Thursday, January 26, 2012

My First Internet Experience

Brian was the first person who told me about the internet.  His parents were both professors at U of T, so he was also the first kid in the neighbourhood with access to the internet.

The day he told us about it, Sandra and I went to his place after school to check it out.  He explained it to us as a computer program that any computer around the world could access and share simultaneously via a telephone line.  It's comical to think of the dial-up tone now, but at the time when it was still revolutionary, it was nail-bitingly exciting to hear.  It also took forever to connect, sometimes multiple attempts, so the anticipation was intense.

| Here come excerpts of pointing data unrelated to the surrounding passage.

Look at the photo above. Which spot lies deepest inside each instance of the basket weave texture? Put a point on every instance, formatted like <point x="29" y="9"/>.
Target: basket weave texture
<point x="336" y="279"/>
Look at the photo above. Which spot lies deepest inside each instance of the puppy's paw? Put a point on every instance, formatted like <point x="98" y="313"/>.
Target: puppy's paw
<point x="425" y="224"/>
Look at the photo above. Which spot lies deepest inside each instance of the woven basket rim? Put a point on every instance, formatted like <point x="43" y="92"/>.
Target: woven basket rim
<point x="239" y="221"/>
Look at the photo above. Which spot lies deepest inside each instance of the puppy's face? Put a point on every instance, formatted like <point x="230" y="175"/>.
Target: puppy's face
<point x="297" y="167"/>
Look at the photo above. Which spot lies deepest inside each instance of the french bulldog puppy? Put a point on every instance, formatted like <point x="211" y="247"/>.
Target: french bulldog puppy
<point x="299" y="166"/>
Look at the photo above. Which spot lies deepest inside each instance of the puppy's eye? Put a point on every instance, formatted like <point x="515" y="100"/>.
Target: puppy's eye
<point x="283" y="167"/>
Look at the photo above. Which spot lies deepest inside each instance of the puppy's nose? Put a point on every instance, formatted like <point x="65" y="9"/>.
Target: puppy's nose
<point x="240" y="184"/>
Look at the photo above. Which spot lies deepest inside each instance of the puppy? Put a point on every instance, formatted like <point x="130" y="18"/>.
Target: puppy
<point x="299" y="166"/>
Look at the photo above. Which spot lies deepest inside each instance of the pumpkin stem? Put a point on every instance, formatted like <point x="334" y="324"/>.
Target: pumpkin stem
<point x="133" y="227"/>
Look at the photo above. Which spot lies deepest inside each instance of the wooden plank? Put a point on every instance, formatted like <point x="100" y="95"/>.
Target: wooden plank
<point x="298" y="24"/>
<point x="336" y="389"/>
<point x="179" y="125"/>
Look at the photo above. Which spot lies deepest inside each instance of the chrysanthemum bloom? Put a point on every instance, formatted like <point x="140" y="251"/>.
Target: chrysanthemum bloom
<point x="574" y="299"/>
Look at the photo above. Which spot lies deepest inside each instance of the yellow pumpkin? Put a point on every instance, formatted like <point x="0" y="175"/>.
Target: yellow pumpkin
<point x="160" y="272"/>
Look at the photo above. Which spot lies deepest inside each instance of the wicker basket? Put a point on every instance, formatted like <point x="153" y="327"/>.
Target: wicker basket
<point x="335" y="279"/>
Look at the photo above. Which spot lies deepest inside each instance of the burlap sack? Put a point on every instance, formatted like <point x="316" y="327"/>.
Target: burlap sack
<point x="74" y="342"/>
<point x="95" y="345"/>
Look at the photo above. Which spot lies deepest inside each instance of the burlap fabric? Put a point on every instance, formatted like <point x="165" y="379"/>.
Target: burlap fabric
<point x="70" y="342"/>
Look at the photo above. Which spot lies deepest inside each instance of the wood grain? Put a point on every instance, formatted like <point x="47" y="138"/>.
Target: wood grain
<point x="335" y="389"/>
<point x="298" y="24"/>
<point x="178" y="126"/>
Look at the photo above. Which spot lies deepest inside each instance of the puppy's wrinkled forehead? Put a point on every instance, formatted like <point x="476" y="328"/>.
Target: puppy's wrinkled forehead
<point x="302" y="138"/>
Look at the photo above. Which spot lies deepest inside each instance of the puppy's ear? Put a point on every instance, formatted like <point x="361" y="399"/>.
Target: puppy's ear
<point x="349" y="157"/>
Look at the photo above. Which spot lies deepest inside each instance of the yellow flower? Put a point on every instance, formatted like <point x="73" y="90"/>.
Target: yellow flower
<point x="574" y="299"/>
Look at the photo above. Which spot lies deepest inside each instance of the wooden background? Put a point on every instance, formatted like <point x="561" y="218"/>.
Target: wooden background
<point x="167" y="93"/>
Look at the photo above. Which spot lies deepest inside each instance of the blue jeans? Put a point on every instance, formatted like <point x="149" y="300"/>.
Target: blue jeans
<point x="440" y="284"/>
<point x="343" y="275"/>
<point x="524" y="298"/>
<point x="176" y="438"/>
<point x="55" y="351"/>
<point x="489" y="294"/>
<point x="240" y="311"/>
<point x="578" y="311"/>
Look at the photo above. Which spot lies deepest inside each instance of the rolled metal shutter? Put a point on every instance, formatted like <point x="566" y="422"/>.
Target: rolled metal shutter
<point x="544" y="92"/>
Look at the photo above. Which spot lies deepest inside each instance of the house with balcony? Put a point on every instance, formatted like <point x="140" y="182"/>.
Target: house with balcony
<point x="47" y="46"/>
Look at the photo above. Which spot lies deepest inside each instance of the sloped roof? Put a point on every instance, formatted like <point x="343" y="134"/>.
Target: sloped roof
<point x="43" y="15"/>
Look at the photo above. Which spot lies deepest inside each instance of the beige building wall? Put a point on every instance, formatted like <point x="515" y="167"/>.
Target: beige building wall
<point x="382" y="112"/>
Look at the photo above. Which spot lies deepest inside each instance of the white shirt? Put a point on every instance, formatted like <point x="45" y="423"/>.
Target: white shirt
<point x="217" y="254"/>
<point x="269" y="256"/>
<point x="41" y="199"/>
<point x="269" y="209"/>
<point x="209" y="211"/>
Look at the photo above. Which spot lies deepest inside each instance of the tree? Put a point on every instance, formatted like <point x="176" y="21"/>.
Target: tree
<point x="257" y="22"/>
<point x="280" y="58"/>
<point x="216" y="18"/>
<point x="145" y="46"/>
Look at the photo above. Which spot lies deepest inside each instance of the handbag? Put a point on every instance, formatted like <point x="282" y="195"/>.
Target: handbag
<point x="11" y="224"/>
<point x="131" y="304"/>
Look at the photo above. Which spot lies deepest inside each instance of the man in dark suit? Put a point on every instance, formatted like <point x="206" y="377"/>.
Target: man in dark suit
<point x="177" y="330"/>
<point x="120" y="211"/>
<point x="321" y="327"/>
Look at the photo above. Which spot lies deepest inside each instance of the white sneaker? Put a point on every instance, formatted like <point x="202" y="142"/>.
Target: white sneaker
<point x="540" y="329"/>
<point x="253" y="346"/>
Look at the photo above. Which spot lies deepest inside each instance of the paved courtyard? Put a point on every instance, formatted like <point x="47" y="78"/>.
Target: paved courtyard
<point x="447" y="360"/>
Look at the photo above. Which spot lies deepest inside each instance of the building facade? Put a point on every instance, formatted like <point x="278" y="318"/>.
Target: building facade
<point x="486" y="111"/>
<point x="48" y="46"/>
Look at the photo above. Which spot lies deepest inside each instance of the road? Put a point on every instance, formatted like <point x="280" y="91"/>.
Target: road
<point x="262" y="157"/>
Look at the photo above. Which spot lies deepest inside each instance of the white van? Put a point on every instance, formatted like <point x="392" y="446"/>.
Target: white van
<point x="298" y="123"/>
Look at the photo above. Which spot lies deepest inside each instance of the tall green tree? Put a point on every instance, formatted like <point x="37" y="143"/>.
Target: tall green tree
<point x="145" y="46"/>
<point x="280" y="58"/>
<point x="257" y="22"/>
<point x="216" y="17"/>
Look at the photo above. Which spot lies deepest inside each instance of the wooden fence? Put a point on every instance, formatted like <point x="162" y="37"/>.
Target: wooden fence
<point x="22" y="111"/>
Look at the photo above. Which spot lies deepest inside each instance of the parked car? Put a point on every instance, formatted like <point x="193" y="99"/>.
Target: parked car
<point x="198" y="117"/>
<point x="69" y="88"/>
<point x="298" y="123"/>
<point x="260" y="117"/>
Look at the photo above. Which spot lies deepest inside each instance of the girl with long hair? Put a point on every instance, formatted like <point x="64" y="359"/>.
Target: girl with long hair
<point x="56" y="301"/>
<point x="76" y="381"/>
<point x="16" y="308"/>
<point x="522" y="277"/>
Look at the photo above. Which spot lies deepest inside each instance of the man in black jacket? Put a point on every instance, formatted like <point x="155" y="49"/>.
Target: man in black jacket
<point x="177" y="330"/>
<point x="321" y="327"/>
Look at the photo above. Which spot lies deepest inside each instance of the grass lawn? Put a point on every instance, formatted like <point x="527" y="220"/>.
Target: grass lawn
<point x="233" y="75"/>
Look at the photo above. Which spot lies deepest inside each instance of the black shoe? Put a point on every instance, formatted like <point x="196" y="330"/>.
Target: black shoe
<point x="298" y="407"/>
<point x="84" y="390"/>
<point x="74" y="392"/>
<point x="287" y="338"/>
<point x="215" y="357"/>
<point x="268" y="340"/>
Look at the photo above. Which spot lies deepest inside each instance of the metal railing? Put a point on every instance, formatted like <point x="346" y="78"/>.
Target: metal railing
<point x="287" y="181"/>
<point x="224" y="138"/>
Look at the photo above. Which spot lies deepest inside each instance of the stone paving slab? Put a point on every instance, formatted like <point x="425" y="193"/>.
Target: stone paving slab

As the internet was still a foreign concept to us, all we knew how to do was log onto chat sites. And being 12 at the time we didn't have anything worthwhile to chat about, so we pretended to be the most interesting people we could think of: teenagers. We amused ourselves by building a web of lies and congratulated ourselves when we had seemingly pulled the wool over our chat audience's eyes.  Ha ha, those idiots think we're 17!  We're only 12!! What losers!!   When our lies were too extreme and we were called out on them, we simply employed our 12-year-old skills of rudeness and then hung up on them.

Though this seems like a colossal waste of time, it did serve the purpose of teaching us some social constructs of the internet:
1) it has the potential to kill a lot of time without accomplishing anything.
2) people lie about everything. Take it all with a grain of salt.
3) manners don't count when you're on the internet. You can get away with saying and doing all the stuff you'd never do or say in a face to face conversation.
4) you can be whoever you want to online. Back then we pretended to be mature, interesting teenagers.  Now I happen to be a dwarf hunter with a pet bear on WOW. Whatever floats your boat.
5) really neat way to meet people on the other end of the world (unless they're lying about their location) and to see that they're no different than you (unless they're lying about that too)
Example:  You're reading my blog about memories.  Nearly everything I've written so far is bullshit.  Just kidding.  I'm a thirteen year old girl who has nothing better to do than lie to strangers on the internet.

Saturday, January 21, 2012

South Carolina

Sarah and I took a road trip to Florida with our dad over Christmas a few years ago.  We went to Zephyrhills and stayed in a 55+ community with our aunt and uncle.

Most of the drive there was uneventful, save a late night waffle stop in South Carolina. It was about 2am, but when you've got a hankering for waffles, nothing else will satisfy. I went into the store first, while Sarah was just waking up in the car, and dad was having a cee-gar.

There were two dudes working that shift, a cook and the server, and it really brightened up their night when I walked in.  When I came out of the restroom, I found a tired Sarah trying to explain that it wasn't deja vu, we were sisters. They couldn't believe their luck.  I remember trying to see where my dad was, hoping he'd come in and grunt at them as he was apt to do, but he was just smoking away, amused at the show unfolding through the window.

These guys were the most stereotypical southern diner hicks that could have been designed.  From their lanky stature, wanting oral hygiene, and greasy aprons to their thick twang.  They were very interested in that we were from Canada. In fact, their "boss man" went to Mont-Re-All once.  The cook told us that one day he'd like to take a train to Mont-Re-All...is that where we lived?
Well.  That cunning line was too smooth for the server to handle.  His angry retort was pointing out that the cook was too old for us: "Wud are you, a ped-o-phile!?"  The obvious response followed: "Sheit...ped-o-phile? I can't even SPELL ped-o-file!". That's when things got exciting...and the Shud Up Fight was born:

     Shud up!  No you shud up! No YOU shud up!  Shud up you ped-o-phile! I ain't no ped-o-phile!

That's either when my dad's cigar was finished or simply when he saw fit to end the show. Either way, he walked in and announced he needed some waffles. They ceased and desist their shud up fight and made us some mighty satisfying waffles.

We honour those fine gentlemen and their gift of tasty waffles each and every time Sarah and I have a Shud Up Fight.